亨:『輝のお父さんがヤクザでなければ、よかったのに……』
輝:『誰も悪くはない。どちらも、お父様が生きる為に選んだ道だ』
亨:『それでも友達になりたい。自分の事をちゃんと見てくれる味方が居なくなったら怖い。でも俺のお父さんは許してくれない。認めてくれない。それでも俺は輝から離れる気は無いって言ったら我侭かな?』
輝:『亨、やはり過去の事を聞かせてくれ』
亨:『ごめん。さっき言いかけたけど、やっぱり自分でも上手く飲み込めてないから今は言えない』
輝:『そうか…………』
亨:『友達になりたい。輝と足を揃えて遠足に行きたい。

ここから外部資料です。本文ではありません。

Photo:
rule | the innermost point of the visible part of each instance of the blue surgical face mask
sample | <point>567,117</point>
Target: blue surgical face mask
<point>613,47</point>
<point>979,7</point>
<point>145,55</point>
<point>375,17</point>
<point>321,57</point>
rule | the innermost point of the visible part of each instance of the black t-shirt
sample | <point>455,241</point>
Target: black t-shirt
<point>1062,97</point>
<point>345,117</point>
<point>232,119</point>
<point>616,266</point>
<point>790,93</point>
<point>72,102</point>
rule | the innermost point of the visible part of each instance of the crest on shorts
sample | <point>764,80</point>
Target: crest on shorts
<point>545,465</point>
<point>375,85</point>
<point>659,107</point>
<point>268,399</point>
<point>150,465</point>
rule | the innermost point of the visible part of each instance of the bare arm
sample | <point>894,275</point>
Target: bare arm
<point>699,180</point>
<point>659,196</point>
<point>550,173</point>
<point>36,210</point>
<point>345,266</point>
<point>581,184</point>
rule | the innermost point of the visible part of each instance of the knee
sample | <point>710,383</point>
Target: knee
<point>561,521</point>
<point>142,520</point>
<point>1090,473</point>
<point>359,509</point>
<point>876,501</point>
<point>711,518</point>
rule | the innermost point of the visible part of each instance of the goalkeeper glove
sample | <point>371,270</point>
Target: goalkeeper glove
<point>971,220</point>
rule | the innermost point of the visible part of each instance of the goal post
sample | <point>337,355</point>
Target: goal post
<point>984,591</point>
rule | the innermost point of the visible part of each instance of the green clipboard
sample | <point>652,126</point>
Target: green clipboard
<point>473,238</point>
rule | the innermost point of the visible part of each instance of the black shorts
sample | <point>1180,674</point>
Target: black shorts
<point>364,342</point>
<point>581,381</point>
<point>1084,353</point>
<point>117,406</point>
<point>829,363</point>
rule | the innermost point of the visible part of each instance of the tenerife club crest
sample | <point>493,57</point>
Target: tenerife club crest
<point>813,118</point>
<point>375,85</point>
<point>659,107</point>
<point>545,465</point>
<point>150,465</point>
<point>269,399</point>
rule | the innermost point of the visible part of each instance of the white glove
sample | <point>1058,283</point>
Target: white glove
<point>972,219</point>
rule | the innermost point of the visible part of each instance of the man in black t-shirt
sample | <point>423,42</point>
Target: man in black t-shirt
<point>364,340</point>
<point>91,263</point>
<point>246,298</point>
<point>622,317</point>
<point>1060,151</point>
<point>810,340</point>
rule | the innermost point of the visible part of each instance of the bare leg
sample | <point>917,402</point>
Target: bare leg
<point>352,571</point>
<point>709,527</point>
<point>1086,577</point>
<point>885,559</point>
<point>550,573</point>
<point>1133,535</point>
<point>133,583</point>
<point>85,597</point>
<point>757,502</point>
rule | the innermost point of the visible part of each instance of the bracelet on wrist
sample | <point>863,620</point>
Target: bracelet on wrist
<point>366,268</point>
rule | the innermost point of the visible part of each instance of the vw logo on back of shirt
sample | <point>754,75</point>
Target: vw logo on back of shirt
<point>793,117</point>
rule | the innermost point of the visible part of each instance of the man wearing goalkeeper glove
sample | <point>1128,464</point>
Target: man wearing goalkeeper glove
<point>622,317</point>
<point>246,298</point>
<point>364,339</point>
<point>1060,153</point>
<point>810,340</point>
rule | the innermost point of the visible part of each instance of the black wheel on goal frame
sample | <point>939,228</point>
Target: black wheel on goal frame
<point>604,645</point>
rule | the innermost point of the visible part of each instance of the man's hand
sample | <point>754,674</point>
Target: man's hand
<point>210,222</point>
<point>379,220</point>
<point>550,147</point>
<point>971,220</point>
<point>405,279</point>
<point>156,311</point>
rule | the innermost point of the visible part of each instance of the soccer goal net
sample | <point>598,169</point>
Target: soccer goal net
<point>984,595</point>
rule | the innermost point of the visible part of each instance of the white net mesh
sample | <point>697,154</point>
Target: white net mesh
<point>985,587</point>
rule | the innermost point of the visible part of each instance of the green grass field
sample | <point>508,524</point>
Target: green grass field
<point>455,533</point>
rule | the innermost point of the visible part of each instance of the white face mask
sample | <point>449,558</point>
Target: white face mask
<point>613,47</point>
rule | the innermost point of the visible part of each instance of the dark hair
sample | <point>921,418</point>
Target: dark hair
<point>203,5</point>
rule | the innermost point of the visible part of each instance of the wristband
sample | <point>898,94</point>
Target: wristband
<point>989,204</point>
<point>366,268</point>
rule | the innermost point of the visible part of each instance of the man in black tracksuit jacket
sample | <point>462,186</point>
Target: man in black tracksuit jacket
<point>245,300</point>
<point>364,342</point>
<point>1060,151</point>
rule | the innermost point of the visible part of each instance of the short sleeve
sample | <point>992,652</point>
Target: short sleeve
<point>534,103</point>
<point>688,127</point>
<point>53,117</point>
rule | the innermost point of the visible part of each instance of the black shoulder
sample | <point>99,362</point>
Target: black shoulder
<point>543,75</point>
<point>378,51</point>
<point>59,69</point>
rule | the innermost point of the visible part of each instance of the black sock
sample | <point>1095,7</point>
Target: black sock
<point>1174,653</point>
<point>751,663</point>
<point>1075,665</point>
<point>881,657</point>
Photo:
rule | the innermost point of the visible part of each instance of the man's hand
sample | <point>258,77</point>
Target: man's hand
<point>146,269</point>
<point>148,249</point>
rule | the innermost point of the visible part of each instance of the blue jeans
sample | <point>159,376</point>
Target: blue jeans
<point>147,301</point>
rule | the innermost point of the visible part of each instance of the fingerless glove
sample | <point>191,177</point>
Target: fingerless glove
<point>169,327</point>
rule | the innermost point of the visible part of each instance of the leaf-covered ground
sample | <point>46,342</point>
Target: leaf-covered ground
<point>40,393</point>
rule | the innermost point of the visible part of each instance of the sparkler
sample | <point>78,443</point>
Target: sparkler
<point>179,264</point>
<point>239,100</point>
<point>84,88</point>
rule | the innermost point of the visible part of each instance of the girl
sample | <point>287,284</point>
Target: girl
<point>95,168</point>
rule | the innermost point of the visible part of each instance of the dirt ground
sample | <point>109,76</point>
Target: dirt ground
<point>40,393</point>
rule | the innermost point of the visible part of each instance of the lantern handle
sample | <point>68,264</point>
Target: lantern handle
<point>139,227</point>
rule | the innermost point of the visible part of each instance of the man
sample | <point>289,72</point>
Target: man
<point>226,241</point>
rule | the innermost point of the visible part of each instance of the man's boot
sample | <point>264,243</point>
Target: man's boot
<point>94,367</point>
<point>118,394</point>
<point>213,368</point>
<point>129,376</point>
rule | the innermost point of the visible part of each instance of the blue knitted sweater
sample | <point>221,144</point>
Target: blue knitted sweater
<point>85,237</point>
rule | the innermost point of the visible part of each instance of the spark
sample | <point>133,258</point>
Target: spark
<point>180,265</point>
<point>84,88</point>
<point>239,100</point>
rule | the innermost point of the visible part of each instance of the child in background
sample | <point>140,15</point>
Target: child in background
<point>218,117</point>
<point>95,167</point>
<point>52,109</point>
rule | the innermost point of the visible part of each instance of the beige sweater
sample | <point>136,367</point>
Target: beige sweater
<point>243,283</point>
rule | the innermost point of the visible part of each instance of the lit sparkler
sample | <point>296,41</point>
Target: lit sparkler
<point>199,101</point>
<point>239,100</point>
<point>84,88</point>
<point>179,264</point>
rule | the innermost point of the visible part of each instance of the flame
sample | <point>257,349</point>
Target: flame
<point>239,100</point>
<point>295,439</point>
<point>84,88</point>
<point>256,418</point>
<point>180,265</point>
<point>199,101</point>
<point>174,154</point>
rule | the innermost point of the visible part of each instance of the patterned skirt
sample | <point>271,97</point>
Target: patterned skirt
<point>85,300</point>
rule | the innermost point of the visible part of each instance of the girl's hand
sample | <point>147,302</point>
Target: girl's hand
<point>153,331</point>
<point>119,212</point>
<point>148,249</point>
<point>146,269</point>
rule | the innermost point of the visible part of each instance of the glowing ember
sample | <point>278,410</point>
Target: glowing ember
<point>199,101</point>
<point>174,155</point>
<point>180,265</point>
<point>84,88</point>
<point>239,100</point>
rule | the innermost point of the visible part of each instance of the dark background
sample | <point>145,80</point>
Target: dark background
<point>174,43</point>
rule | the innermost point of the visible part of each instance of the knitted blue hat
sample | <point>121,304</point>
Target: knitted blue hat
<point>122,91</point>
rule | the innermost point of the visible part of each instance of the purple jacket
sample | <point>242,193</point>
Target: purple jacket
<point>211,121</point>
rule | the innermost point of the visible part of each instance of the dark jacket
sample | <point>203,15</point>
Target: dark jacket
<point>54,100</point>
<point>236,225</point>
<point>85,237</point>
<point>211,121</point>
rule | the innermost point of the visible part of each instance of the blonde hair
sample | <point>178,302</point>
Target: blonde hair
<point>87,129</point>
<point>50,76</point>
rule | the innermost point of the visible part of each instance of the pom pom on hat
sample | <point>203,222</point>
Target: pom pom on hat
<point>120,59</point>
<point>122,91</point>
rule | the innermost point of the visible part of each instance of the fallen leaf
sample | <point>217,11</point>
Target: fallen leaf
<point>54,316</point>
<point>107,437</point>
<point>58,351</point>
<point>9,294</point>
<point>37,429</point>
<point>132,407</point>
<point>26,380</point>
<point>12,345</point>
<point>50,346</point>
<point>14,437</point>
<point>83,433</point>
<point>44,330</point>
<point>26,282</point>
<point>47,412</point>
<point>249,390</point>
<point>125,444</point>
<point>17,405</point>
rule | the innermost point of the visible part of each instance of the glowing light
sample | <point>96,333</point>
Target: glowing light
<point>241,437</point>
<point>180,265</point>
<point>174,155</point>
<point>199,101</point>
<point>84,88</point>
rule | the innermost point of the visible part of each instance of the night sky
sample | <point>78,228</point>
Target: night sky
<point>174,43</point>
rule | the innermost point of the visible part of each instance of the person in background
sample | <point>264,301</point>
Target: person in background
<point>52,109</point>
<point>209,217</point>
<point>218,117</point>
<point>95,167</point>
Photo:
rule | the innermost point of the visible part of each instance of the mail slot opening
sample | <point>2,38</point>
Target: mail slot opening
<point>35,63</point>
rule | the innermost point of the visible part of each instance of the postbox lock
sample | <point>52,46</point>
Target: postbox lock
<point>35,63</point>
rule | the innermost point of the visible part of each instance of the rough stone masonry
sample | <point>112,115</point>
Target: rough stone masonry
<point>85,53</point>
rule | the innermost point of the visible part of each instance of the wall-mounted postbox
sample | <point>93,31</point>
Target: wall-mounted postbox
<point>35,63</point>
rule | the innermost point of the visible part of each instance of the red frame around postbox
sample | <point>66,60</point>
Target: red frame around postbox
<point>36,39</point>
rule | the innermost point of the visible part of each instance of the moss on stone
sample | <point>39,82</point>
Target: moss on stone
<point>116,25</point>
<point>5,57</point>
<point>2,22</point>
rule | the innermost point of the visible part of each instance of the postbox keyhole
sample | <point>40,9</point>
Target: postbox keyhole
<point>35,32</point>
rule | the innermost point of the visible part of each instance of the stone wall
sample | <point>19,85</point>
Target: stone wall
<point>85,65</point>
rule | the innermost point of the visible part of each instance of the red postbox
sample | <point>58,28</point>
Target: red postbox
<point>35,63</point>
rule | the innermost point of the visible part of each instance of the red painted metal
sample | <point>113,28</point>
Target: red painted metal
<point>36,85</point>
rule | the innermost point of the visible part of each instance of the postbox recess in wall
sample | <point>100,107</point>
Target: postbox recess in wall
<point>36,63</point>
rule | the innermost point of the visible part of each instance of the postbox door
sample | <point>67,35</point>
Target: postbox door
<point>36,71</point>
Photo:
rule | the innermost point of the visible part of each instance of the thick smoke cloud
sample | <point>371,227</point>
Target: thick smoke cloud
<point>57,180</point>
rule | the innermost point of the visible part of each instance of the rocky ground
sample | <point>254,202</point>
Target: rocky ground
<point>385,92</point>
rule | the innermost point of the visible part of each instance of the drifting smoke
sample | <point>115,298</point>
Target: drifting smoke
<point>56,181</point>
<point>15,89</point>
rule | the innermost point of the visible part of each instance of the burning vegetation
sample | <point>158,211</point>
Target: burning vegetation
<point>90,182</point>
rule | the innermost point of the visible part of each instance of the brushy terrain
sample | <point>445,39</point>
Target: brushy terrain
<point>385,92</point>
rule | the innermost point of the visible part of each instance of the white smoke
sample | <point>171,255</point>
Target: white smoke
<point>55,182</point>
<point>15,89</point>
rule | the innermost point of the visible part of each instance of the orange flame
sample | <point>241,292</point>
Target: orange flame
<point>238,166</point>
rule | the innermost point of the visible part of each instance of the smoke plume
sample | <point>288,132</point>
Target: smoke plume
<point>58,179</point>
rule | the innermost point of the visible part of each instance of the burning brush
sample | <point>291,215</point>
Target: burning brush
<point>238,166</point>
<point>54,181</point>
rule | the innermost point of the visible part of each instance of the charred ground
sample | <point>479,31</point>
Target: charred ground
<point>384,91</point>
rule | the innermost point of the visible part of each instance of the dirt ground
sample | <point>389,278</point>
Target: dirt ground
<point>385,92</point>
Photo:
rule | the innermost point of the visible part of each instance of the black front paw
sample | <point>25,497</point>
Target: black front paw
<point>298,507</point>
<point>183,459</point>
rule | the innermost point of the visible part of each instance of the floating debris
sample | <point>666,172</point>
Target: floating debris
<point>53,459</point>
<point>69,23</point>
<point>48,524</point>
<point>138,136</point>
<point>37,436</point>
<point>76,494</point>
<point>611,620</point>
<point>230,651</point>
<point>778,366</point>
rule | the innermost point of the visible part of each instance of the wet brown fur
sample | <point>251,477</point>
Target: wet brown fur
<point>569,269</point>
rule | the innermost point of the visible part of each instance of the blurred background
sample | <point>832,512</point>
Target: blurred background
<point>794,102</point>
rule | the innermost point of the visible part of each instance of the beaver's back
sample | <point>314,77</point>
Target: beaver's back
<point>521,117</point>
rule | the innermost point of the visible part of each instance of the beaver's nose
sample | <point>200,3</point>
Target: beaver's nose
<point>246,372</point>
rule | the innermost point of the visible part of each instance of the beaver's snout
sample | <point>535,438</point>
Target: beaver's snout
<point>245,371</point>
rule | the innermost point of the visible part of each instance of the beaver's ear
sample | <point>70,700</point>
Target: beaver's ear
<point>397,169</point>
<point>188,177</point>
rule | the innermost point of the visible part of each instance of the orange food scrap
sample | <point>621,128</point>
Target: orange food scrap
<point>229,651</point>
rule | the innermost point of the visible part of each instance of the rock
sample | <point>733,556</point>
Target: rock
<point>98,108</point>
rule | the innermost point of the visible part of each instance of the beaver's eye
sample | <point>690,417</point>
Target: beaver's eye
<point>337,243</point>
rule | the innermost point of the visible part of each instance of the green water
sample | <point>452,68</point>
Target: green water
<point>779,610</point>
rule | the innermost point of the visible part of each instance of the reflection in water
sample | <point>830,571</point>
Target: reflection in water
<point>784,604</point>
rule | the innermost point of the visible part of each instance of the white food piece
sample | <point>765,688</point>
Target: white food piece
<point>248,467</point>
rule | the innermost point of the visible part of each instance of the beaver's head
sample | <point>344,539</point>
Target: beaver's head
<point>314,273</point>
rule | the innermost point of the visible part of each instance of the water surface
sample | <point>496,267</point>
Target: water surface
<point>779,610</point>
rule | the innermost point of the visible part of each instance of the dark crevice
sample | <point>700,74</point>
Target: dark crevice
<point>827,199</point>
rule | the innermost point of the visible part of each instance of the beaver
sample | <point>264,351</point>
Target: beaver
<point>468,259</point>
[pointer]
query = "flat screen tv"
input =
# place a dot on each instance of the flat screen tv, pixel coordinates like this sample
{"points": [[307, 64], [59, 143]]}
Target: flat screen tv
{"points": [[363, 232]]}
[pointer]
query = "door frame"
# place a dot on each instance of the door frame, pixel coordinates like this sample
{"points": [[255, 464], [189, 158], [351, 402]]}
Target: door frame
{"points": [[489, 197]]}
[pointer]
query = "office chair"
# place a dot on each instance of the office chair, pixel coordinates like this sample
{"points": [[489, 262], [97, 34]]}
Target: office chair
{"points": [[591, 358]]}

ダメかな?……輝?』
輝:『…………』
亨:『輝!!!』
輝は立ったまま失神してしまった。
亨:『今までずっと強いふりをしてたんだコイツ…』
この時、輝は想った以上に相当孤独で寂しがりである事に気付いた。
だが、その気持ちに答える事を許されない現実に葛藤した。
暫くしてから輝は目覚め、優しい風に流れる木の葉を見つめ、遠くを見ていた。
輝:『私は、いつも独りぼっちだ』
亨:『……!!!』
輝:『遠くに行きたい』
亨:『輝……』
輝:『何からも縛られずに自由になりたい。もどかしいな。お父さまは遠くへ、お母さまは育児放棄、使用人の飯は高価なものばかり押し付けてプライドが高すぎる。弟は私をゴミを見るような目で見る。もう……嫌だ………』
輝は寝ぼけて、自分の胸の内を無意識に明かしてしまった。
亨:『……。明日の朝、家出しよう』
輝:『それはまずいだろ』
完全に目覚めて冷静になる輝だが、亨は本気でそれに答えた。
亨:『実はさ、俺も家が嫌いなんだ。居心地悪いっていうかさ…』
輝:『明日、飛行機で遠くへ行くか』
亨:『うん。絶対見つからない場所に行こう』
輝:『ああ』
二人は何も考えずに家出をする決意を固めた。
見つかった時の恐怖や、その後の事は考えられなかった。
ただ何からにも縛られずに自由になりたかっただけだ。
この時は、この学校とさようならするなど誰も知らずに息をしている生徒達に亨は心の中で笑い転げていた。